April a real spring month, one quarter of the way through the year. Summer has got a grip on winter. Snow can be expected any day in April. Lambing is under way on the Marsh although the farmers with sheltered sheep have lambed indoors and the lambs are rapidly growing for the early market. If April is warm we can expect our first swarm of bees in the latter weeks. The bees have come through winter well this year., their numbers have been swelling every day since January.

On the forth of March I noticed the Black Headed Gulls had already got their summer plumage and a pair of Shell Duck on the River Breed at least ten days early so perhaps they fortell a warm dry Spring. Daisies showed their heads when the shone in March, another good sign.

Rooks appear to be deserting the large trees in the Grove this year I wonder if it could be a sign that the trees are going to die? Next year will tell if they all desert the trees will soon die as the Rooks build their nests in the outermost twigs and understand that dead twigs at the top of the tree are too brittle to support their nests.

Easter is late this year, so the Cuckoo and Swallows could beat the early holiday makers to Rye this year. Look out for the fruit blossoms but don’t discard your vest just yet, remember the old saying ‘ Don’t cast a clout ’til the May is out’. May is the white snow like blossom of the Hawthorn, not the month of the year. The Northern Hawthorn will blossom in the last week of April followed by the Southern Hawthorn in early May. Both varieties are prevelent in this area.

The Pusssy Willow and Hazel will have shed their ‘catkins’ and be coming out into full leaf. Buds have burst on most shrubs and trees are coming into leaf. Bluetits and Robins are having a field day feeding their young on all the new life bursting out around them in the form of catapillars and grubs.

Everywhere you look new life is appearing. The ditches and hedges are filling up in their bottoms with wild flowers and plants to bloom next month and throughout the summer.

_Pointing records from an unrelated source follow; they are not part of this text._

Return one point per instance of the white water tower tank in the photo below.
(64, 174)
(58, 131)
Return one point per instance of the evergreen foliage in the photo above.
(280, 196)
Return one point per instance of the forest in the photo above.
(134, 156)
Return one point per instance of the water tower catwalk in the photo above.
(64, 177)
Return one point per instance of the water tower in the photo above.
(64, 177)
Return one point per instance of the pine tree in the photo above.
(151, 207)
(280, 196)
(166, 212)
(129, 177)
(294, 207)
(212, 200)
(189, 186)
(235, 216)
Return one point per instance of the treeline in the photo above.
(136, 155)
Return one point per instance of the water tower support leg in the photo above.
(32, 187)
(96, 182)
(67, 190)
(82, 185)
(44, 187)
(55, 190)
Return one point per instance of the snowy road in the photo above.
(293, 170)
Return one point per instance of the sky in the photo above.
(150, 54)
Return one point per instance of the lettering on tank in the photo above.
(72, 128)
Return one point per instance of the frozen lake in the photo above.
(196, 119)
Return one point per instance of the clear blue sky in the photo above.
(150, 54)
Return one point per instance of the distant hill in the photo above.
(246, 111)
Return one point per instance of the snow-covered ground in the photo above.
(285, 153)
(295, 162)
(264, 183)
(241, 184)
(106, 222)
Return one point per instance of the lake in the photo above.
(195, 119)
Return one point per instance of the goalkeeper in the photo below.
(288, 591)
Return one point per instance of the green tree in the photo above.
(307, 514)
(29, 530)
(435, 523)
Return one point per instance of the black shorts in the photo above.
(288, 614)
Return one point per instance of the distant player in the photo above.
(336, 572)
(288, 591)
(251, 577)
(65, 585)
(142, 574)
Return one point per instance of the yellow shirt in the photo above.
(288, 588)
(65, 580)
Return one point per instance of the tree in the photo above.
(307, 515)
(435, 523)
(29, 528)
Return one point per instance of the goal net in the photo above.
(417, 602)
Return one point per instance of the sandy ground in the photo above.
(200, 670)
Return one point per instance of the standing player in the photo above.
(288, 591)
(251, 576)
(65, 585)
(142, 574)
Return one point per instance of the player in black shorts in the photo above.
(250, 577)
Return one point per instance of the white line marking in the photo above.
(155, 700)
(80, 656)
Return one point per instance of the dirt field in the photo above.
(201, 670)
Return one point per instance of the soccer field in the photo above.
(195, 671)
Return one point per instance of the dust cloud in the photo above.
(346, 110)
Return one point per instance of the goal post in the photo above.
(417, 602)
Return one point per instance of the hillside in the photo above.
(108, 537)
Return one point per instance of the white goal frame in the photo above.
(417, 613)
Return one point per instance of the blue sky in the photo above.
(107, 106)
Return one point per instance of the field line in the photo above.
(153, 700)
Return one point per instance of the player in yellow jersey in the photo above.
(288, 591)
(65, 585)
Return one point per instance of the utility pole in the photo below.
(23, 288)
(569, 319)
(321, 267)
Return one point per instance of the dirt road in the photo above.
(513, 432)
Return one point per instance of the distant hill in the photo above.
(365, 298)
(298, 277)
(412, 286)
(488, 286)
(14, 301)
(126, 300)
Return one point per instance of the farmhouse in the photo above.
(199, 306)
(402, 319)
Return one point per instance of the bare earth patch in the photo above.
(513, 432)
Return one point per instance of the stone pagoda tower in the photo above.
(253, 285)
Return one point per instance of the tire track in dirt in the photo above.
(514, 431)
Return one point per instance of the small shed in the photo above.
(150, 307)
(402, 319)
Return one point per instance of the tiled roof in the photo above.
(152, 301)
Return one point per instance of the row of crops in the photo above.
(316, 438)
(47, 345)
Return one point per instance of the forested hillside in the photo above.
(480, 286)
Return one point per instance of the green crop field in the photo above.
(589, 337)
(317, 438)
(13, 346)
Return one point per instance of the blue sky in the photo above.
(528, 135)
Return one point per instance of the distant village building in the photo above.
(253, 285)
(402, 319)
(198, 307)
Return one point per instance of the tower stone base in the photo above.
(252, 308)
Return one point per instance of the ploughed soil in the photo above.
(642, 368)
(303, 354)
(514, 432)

Looking back in my diaries for the 1960’s I see that every April there were falls of snow every year. One year there were six inches of laying snow and we went with a tractor and trailer the following day and recovered thirteen dead new born lambs. I have noticed over the years that there is allways snow, at least in the air, on at least one day every April. This is despite the current trend that they call ‘Global Warming’. There are many times in April when poor old Mr. Cuckoo wishes he had left his summer holiday until a month later!

On the subject of global warming and climate change I heard on the radio the other day that not only in Brazil but in other places on Earth now, THEY have discovered that the magnetic field below the Earth’s crust has significantly moved, although the man on the radio stressed the fact that we are not to get too worried and that this had nothing to do with global warming and there is no record in the rocks or fossils that this has ever having happened before. Watch this space.

At the Bonfire Boys Dance in February the Mayor of Rye, Peter Dyce spotted my 1959 Rye Bofire Society tie. He asked me if I would like to present it for auction in aid of the Rye St. John Ambulance. I gave him my treasured tie, gravy stains and all. He said it would fetch £5 with a bit of luck. On the night it reached the fabulous price of £75. I have been searching around at home for another one ever since. Alas I never found one so it’s a trip to Bennetts for a new tie.

I am pleased that there has been such a great response to the Mayor’s Appeal for Rye St. John. They always attend Rye Bonfire and picked me off the cobbles in front of the Police Station on Bonfire Night 2001 when I collapsed in Glycemic Coma. They released me later after extracting a promise from me that I would slow down and see my Doctor next day.

Over the years hundreds of boys and girls have been trained by Rye St. John in the skills of first aid. Many have gone on to become nurses and even doctors. They deserve our help to allow them to carry on their fine work.